What is MCP backtesting?
MCP backtesting is running a strategy backtest from inside an AI agent via the Model Context Protocol (MCP) — the agent calls structured tools (search_datasets, register_evidence_dataset, run_evidence_backtest, get_backtest_result) and receives a verifiable receipt without leaving its session.
The Model Context Protocol (MCP) is an open protocol that lets AI agents call structured tools exposed by external services. Pancake publishes an MCP endpoint at mcp.usepancake.com that exposes seven tools: search_strategies, search_datasets, get_strategy, register_evidence_dataset, run_evidence_backtest, get_backtest_result, and materialize_evidence_dataset. Pancake is hosting infrastructure for AI-built trading strategies — MCP is the interface through which any MCP-capable agent hosts and validates strategies on the platform.

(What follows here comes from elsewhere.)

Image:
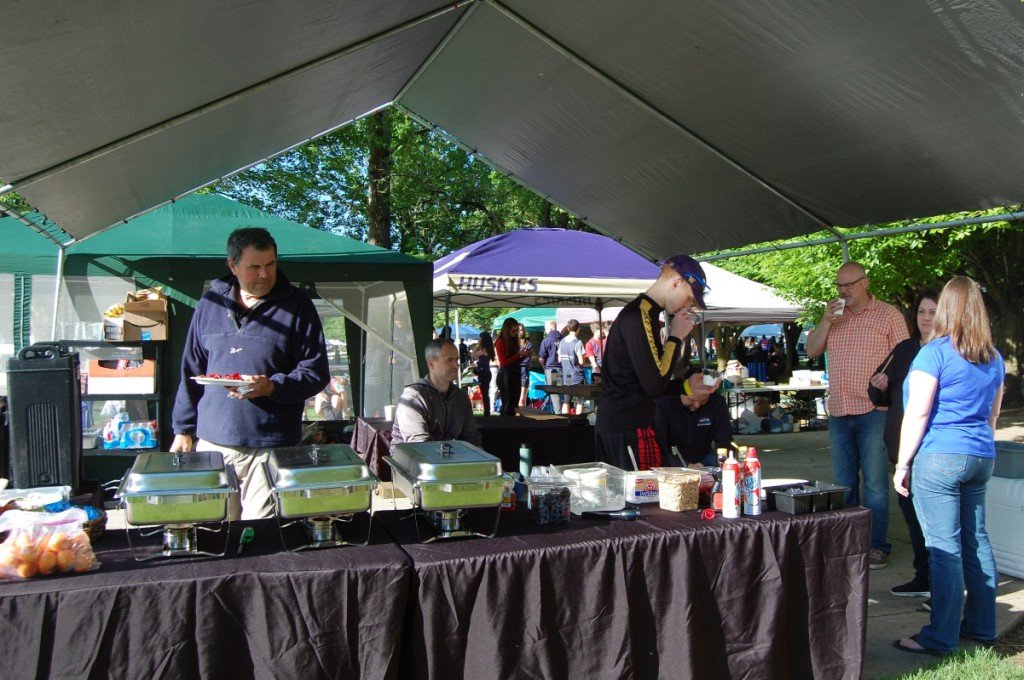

In an MCP backtesting session, the agent assembles a strategy spec in the Pancake evidence format, finds or uploads matching evidence rows, submits the run, and receives a receipt short_id. The full receipt — including all metrics and the verification boundary — is then available as Markdown at /r/<short_id>.md, which the agent can read directly in its context window. Backtest is the on-ramp; the receipt is the artifact the strategy carries toward live execution (a v2-roadmap capability).
The key advantage over conventional API integrations is that the agent never leaves its session: all steps are tool calls, results flow back as text, and the receipt URL is a permanent citation target the agent can include in its output to the user.
Pancake uses Streamable HTTP transport per the MCP spec. OAuth 2.0 handles authorization with six scopes. The first tool call triggers a consent screen; subsequent calls are authenticated automatically.